Abstract. Snowmelt-dominated streamflow of the Western Himalayan rivers is an important water resource during the dry pre-monsoon spring months to meet the irrigation and hydropower needs in northern India. Here we study the seasonal prediction of melt-dominated total inflow into the Bhakra Dam in northern India based on statistical relationships with meteorological variables during the preceding winter. Total inflow into the Bhakra Dam includes the Satluj River flow together with a flow diversion from its tributary, the Beas River. Both are tributaries of the Indus River that originate from the Western Himalayas, which is an under-studied region. Average measured winter snow volume at the upper-elevation stations and corresponding lower-elevation rainfall and temperature of the Satluj River basin were considered as empirical predictors. Akaike information criteria (AIC) and Bayesian information criteria (BIC) were used to select the best subset of inputs from all the possible combinations of predictors for a multiple linear regression framework. To test for potential issues arising due to multicollinearity of the predictor variables, cross-validated prediction skills of the best subset were also compared with the prediction skills of principal component regression (PCR) and partial least squares regression (PLSR) techniques, which yielded broadly similar results.
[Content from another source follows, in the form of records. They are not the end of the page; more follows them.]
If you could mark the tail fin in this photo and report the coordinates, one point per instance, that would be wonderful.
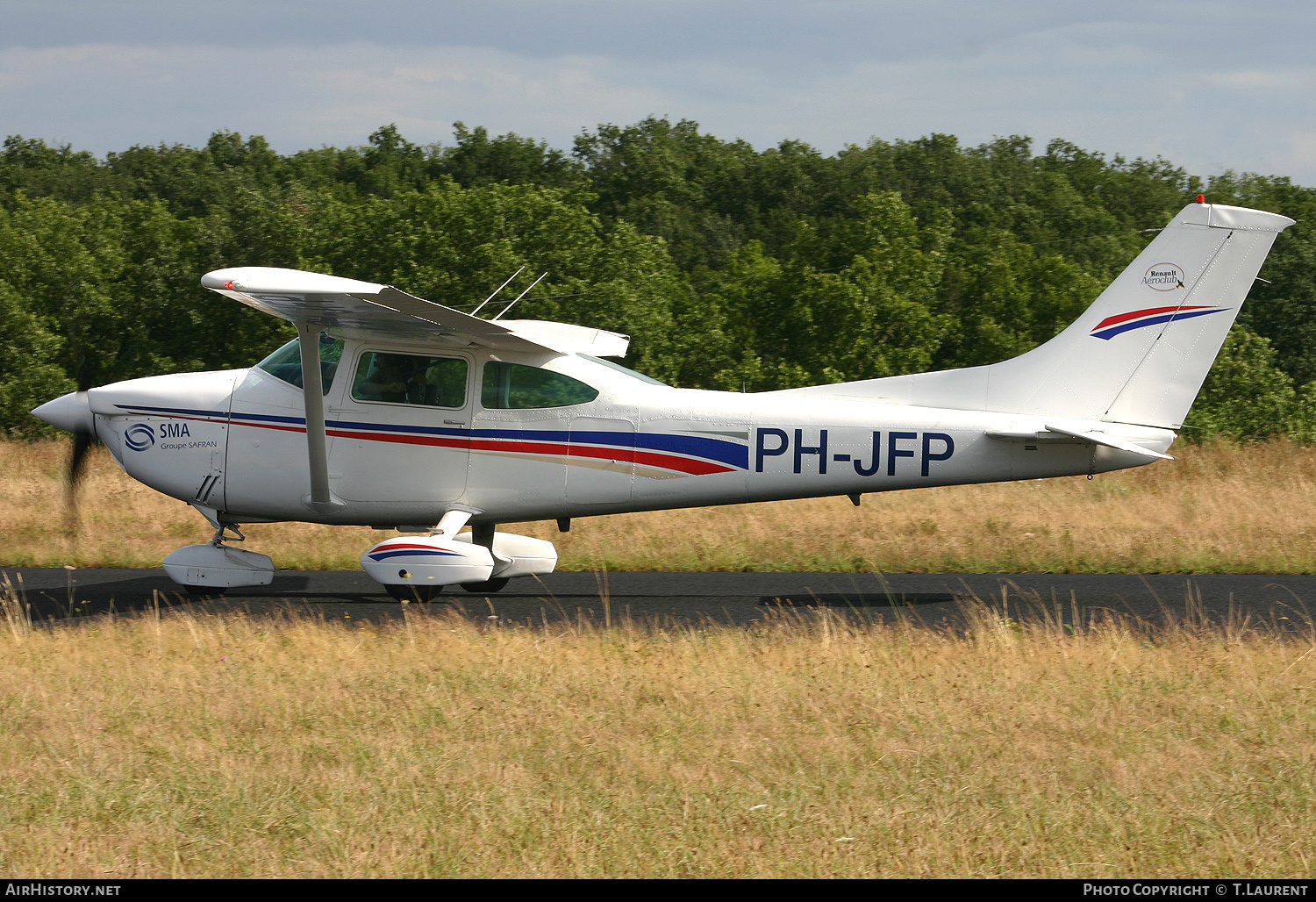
(1139, 354)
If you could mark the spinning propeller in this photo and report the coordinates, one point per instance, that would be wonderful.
(84, 433)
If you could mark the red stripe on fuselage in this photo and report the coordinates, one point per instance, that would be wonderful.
(626, 455)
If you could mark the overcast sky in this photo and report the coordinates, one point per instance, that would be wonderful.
(1207, 84)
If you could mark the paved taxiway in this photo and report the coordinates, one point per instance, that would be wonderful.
(695, 597)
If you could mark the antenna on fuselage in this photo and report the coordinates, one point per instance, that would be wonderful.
(495, 292)
(519, 297)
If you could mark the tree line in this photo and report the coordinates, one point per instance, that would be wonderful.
(732, 268)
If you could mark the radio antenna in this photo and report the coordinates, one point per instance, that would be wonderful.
(519, 297)
(495, 292)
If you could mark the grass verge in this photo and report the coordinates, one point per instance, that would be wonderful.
(1220, 509)
(811, 746)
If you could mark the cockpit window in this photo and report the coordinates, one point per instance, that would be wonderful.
(411, 379)
(513, 386)
(286, 362)
(619, 368)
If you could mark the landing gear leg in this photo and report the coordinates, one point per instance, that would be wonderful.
(483, 535)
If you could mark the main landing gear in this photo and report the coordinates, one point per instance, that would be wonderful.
(481, 560)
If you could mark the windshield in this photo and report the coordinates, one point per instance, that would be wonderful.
(286, 362)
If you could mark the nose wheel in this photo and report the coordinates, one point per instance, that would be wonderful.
(410, 593)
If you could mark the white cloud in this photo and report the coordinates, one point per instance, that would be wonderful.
(1116, 86)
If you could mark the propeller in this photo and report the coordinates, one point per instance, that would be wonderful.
(83, 437)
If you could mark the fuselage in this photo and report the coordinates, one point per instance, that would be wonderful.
(415, 431)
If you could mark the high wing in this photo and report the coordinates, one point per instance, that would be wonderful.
(333, 302)
(313, 302)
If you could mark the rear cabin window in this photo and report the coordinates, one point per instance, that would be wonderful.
(513, 386)
(286, 362)
(411, 379)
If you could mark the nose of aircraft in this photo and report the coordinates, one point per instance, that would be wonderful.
(70, 412)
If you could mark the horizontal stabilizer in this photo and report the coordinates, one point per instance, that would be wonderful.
(1098, 437)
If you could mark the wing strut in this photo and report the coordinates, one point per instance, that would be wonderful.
(320, 499)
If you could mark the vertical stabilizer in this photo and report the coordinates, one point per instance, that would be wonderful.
(1139, 354)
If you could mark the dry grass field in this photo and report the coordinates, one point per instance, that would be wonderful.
(204, 746)
(1240, 509)
(194, 744)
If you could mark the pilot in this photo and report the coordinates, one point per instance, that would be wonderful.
(387, 379)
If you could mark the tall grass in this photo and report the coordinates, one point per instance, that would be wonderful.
(1223, 507)
(208, 746)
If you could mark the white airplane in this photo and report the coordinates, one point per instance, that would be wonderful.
(420, 418)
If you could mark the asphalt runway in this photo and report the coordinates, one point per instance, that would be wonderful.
(731, 598)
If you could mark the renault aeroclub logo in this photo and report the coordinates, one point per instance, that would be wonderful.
(1163, 276)
(139, 437)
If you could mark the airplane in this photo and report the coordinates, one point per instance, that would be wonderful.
(403, 413)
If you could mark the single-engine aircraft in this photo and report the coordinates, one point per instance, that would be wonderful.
(402, 413)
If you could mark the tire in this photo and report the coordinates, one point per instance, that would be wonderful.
(487, 586)
(410, 593)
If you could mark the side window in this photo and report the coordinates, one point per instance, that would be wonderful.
(411, 379)
(286, 362)
(512, 386)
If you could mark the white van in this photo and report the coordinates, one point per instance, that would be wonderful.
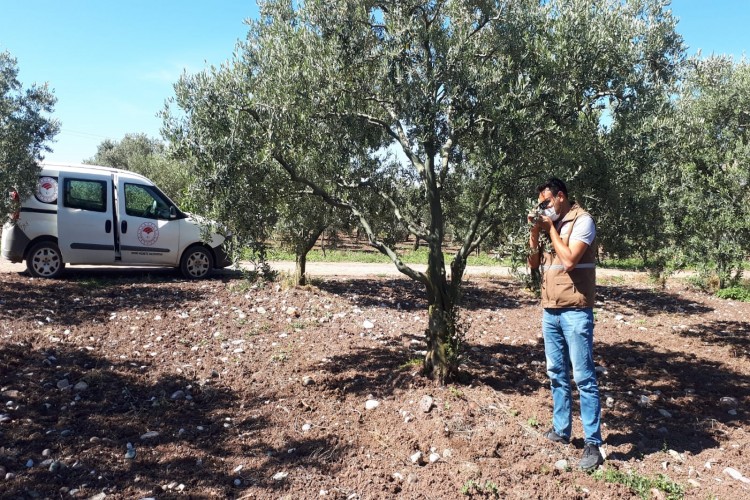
(85, 214)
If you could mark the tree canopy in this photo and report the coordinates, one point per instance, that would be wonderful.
(25, 131)
(477, 101)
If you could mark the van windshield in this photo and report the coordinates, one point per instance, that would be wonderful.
(145, 201)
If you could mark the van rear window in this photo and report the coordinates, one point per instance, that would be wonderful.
(86, 195)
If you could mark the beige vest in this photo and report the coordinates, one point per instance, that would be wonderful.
(576, 288)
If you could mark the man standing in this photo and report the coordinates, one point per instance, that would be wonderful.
(568, 288)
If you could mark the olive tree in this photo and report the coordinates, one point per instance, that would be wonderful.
(707, 193)
(25, 131)
(478, 99)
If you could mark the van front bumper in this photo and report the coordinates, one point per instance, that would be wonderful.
(14, 242)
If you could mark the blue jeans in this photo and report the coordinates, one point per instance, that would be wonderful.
(569, 340)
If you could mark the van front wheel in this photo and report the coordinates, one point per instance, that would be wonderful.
(196, 263)
(44, 260)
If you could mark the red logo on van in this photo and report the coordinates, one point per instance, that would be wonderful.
(46, 190)
(148, 233)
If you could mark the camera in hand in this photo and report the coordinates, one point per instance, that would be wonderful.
(536, 214)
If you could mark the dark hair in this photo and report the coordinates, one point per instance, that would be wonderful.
(555, 185)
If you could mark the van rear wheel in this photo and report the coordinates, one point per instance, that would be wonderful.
(44, 260)
(196, 263)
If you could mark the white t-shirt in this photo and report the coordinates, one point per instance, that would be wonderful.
(583, 230)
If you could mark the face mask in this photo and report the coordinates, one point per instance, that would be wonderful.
(550, 212)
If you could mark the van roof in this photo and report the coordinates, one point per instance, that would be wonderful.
(82, 168)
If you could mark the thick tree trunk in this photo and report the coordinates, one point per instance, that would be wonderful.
(443, 334)
(299, 274)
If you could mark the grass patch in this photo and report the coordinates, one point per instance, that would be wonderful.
(486, 489)
(642, 485)
(739, 293)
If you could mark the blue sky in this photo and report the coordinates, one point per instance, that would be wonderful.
(112, 64)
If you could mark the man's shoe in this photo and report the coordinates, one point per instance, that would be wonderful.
(592, 458)
(555, 437)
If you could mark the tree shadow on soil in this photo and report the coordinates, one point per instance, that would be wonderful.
(381, 371)
(409, 295)
(641, 382)
(92, 295)
(87, 428)
(732, 334)
(646, 301)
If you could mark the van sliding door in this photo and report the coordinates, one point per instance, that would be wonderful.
(148, 233)
(85, 228)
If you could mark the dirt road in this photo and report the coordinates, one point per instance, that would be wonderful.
(340, 269)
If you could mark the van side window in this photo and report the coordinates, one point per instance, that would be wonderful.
(145, 201)
(86, 195)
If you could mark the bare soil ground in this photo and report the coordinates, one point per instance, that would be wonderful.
(137, 384)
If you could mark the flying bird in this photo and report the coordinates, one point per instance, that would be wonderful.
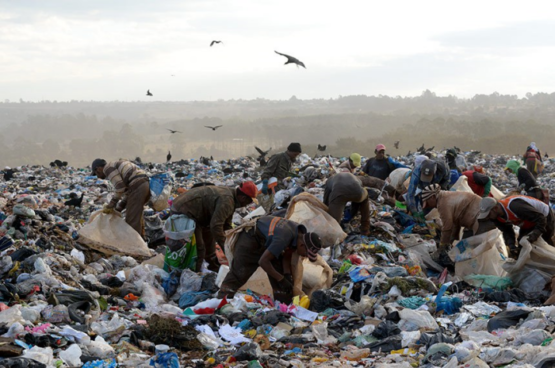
(291, 60)
(213, 128)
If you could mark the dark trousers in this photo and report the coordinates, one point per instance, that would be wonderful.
(248, 251)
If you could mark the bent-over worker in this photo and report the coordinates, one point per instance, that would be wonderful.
(132, 190)
(532, 216)
(212, 209)
(270, 245)
(345, 187)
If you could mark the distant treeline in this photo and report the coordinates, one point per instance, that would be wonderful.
(78, 131)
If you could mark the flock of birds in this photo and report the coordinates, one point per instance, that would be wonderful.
(290, 60)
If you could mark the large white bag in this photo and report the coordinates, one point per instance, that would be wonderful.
(110, 234)
(307, 210)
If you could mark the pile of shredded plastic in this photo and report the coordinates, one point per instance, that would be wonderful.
(378, 300)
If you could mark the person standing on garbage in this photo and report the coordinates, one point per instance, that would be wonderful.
(270, 245)
(478, 181)
(429, 172)
(381, 166)
(132, 190)
(279, 166)
(346, 187)
(526, 180)
(456, 210)
(212, 209)
(532, 216)
(351, 164)
(533, 160)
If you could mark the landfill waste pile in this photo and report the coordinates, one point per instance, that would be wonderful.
(80, 288)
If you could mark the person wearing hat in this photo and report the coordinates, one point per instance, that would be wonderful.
(279, 166)
(526, 180)
(456, 210)
(533, 217)
(270, 245)
(478, 181)
(351, 164)
(428, 173)
(132, 190)
(343, 188)
(381, 165)
(212, 209)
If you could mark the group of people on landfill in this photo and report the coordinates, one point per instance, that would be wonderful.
(272, 241)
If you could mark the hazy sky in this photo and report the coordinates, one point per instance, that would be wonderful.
(117, 49)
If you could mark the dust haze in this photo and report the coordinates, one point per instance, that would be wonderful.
(37, 133)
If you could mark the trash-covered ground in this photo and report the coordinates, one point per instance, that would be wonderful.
(378, 300)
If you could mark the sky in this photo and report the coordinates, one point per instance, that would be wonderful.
(108, 50)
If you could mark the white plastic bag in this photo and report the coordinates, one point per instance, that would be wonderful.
(110, 234)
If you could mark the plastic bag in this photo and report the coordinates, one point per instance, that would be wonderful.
(482, 254)
(110, 234)
(307, 210)
(160, 191)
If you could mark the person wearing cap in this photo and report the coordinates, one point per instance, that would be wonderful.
(526, 180)
(351, 164)
(270, 245)
(478, 181)
(533, 217)
(381, 165)
(429, 172)
(279, 166)
(212, 209)
(132, 190)
(343, 188)
(456, 210)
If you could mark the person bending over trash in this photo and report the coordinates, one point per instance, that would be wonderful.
(212, 209)
(456, 210)
(351, 164)
(478, 181)
(525, 179)
(381, 165)
(429, 172)
(279, 166)
(346, 187)
(532, 216)
(132, 190)
(270, 245)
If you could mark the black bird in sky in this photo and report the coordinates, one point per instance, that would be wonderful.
(291, 60)
(213, 128)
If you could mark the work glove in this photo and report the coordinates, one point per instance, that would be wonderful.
(285, 285)
(108, 209)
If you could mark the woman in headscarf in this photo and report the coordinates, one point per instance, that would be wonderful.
(533, 160)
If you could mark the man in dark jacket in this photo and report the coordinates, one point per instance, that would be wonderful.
(270, 245)
(381, 166)
(279, 166)
(346, 187)
(532, 216)
(212, 209)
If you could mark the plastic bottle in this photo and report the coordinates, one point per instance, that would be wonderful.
(355, 355)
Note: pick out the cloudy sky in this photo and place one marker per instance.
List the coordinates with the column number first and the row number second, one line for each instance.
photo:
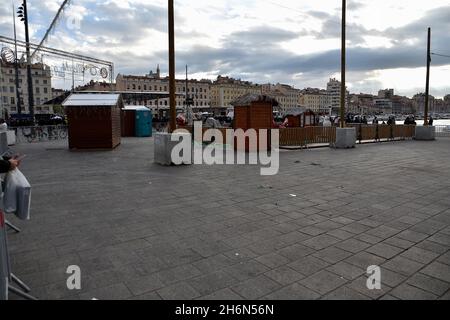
column 288, row 41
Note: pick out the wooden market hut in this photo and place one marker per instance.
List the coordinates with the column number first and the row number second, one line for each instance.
column 253, row 111
column 94, row 120
column 301, row 117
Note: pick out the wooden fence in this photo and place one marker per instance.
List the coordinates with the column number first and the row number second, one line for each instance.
column 307, row 136
column 302, row 137
column 383, row 132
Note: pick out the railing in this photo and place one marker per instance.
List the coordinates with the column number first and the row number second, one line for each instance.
column 290, row 137
column 370, row 133
column 442, row 131
column 40, row 133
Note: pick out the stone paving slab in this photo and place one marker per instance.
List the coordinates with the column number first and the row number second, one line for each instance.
column 141, row 231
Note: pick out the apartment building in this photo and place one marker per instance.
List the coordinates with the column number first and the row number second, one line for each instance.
column 225, row 90
column 287, row 96
column 197, row 91
column 315, row 99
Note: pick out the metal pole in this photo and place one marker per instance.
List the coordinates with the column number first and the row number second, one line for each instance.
column 173, row 111
column 30, row 80
column 187, row 83
column 427, row 90
column 16, row 64
column 343, row 62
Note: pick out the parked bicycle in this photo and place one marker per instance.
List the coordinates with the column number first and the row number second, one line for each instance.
column 35, row 134
column 41, row 133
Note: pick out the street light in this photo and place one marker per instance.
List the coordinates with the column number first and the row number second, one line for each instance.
column 23, row 15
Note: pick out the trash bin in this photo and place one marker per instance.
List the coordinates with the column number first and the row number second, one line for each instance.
column 144, row 122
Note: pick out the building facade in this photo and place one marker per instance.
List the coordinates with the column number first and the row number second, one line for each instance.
column 225, row 90
column 197, row 91
column 287, row 96
column 315, row 99
column 42, row 89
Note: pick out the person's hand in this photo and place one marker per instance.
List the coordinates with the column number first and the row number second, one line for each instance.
column 14, row 163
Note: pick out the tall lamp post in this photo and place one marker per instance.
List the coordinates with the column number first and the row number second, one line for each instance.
column 343, row 63
column 172, row 85
column 23, row 14
column 427, row 89
column 16, row 67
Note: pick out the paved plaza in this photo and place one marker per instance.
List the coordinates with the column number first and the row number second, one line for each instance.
column 141, row 231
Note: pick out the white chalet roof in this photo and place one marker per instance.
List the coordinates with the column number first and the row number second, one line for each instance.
column 136, row 108
column 89, row 99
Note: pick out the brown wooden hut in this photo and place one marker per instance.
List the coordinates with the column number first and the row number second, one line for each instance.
column 253, row 111
column 94, row 120
column 301, row 117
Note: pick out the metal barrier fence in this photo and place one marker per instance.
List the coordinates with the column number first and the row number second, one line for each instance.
column 370, row 133
column 40, row 133
column 442, row 131
column 307, row 136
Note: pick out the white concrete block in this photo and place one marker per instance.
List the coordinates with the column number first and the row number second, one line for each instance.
column 11, row 134
column 164, row 146
column 425, row 133
column 345, row 138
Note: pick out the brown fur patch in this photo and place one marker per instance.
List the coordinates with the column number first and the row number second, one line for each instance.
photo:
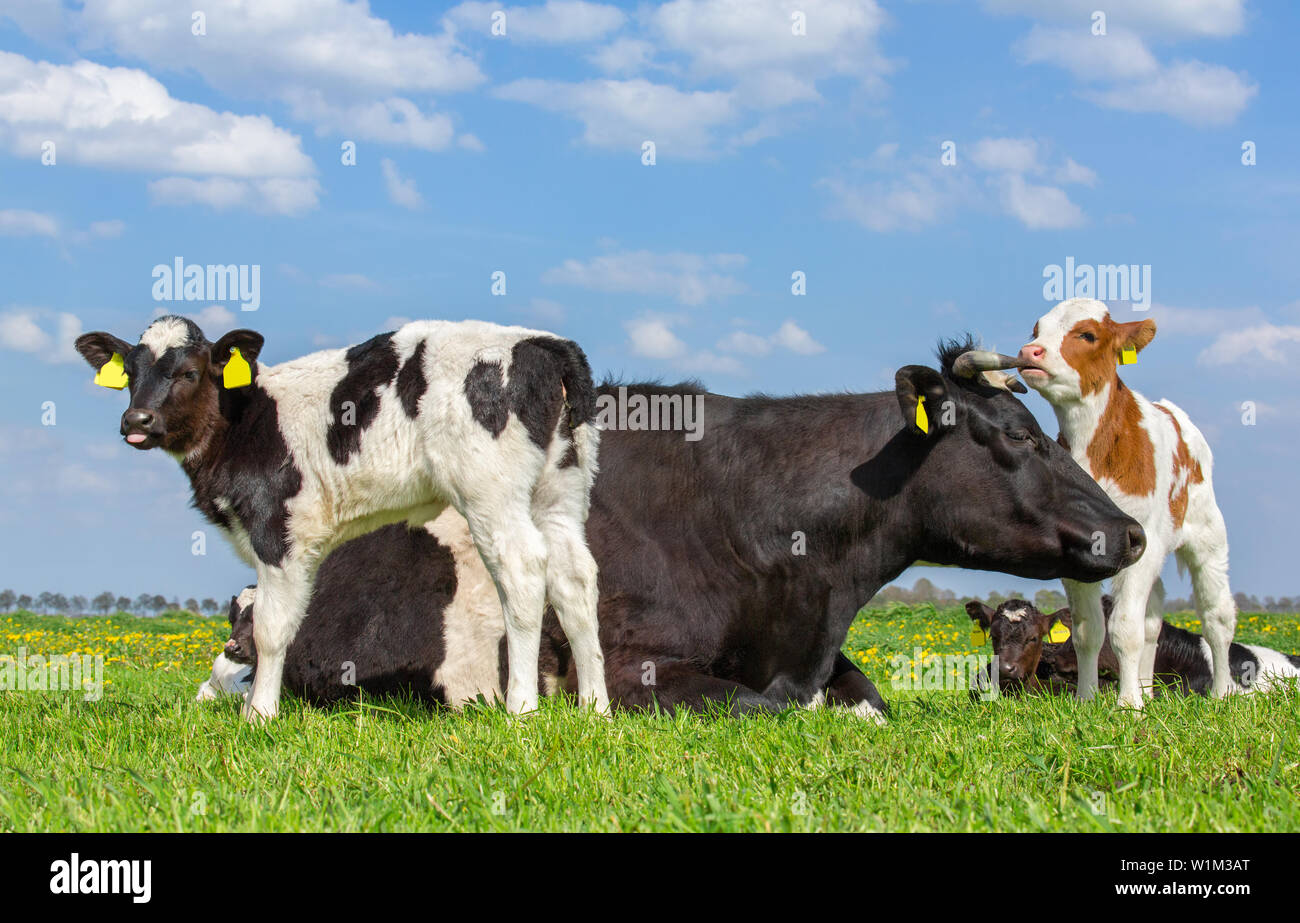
column 1183, row 463
column 1095, row 362
column 1121, row 449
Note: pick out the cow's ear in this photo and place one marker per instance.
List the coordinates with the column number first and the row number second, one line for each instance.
column 980, row 612
column 1136, row 334
column 96, row 349
column 922, row 398
column 248, row 342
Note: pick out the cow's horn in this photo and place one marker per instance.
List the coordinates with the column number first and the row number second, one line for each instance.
column 973, row 362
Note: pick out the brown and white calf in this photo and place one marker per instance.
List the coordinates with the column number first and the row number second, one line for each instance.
column 1028, row 661
column 1156, row 466
column 494, row 421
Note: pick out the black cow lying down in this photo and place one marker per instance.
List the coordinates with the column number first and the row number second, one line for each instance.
column 1030, row 662
column 731, row 566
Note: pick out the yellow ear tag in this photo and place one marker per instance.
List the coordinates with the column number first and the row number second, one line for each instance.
column 112, row 373
column 238, row 372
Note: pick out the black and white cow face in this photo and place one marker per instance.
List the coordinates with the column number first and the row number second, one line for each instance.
column 241, row 648
column 174, row 377
column 1017, row 629
column 1002, row 495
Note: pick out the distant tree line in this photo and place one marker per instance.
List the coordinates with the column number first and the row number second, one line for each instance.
column 105, row 603
column 1049, row 601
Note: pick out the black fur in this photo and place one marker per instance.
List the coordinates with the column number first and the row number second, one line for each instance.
column 412, row 382
column 485, row 390
column 248, row 467
column 369, row 365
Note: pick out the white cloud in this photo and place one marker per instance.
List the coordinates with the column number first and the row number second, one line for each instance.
column 553, row 22
column 29, row 330
column 789, row 336
column 653, row 338
column 402, row 191
column 622, row 115
column 20, row 222
column 797, row 339
column 754, row 44
column 124, row 118
column 1118, row 55
column 732, row 66
column 1192, row 91
column 1039, row 207
column 623, row 57
column 272, row 196
column 332, row 61
column 689, row 278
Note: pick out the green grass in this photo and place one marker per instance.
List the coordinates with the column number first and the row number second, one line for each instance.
column 148, row 758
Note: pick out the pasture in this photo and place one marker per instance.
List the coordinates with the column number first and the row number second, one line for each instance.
column 147, row 757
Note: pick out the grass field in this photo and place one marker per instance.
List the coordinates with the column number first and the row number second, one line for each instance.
column 147, row 757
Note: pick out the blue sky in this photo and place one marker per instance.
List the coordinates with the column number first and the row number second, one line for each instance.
column 523, row 154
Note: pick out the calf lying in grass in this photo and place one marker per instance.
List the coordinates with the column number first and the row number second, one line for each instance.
column 1028, row 661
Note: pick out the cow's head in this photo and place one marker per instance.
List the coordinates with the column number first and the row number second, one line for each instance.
column 1017, row 629
column 993, row 490
column 1075, row 350
column 241, row 648
column 174, row 377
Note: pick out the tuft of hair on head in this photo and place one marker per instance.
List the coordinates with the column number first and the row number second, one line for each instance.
column 948, row 351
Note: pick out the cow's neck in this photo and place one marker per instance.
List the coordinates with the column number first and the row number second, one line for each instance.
column 1083, row 419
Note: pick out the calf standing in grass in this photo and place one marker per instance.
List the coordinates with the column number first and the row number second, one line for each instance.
column 291, row 460
column 1156, row 466
column 1026, row 659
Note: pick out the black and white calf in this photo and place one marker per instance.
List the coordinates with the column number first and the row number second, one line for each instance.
column 398, row 610
column 291, row 460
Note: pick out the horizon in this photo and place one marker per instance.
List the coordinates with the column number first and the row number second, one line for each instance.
column 817, row 209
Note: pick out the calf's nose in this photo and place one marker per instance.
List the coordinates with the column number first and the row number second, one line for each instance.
column 138, row 419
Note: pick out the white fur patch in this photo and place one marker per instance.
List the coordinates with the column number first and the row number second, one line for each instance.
column 165, row 333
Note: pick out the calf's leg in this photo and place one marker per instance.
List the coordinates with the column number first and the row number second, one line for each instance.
column 1131, row 589
column 514, row 551
column 282, row 597
column 1090, row 631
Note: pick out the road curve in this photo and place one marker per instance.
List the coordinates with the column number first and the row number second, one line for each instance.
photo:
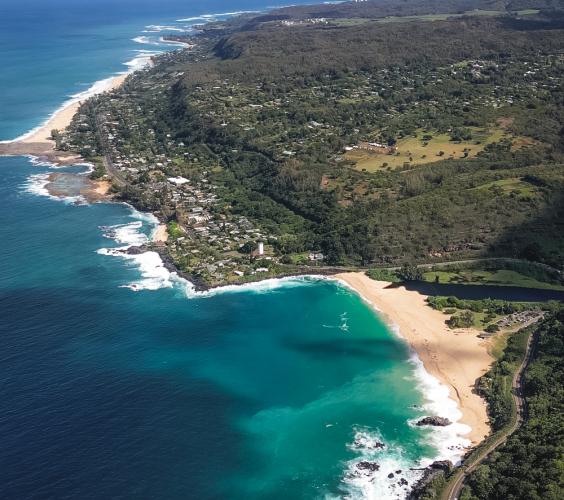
column 453, row 488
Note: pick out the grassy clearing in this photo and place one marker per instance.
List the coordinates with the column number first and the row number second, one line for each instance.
column 501, row 277
column 425, row 147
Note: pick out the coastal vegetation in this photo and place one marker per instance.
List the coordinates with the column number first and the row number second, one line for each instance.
column 526, row 463
column 264, row 114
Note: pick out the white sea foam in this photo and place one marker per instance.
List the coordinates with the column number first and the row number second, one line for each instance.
column 363, row 483
column 162, row 40
column 264, row 286
column 155, row 28
column 154, row 274
column 449, row 441
column 36, row 184
column 146, row 40
column 213, row 17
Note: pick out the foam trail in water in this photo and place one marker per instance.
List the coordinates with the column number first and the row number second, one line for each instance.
column 380, row 471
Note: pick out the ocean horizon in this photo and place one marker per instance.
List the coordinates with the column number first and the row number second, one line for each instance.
column 120, row 380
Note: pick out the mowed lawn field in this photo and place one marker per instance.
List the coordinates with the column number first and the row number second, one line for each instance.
column 413, row 151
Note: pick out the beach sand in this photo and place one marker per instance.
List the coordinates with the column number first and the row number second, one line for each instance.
column 455, row 357
column 40, row 143
column 161, row 234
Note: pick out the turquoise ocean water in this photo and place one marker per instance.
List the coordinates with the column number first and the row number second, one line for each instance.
column 277, row 390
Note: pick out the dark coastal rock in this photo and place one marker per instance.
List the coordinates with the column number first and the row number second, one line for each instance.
column 434, row 421
column 365, row 465
column 376, row 445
As a whole, the forecasts of the melt season at the end of winter and as the melt season commences were shown to have potential skill for guiding the development of stochastic optimization models to manage the trade-off between irrigation and hydropower releases versus flood control during the annual fill cycle of the Bhakra Reservoir, a major energy and irrigation source in the region.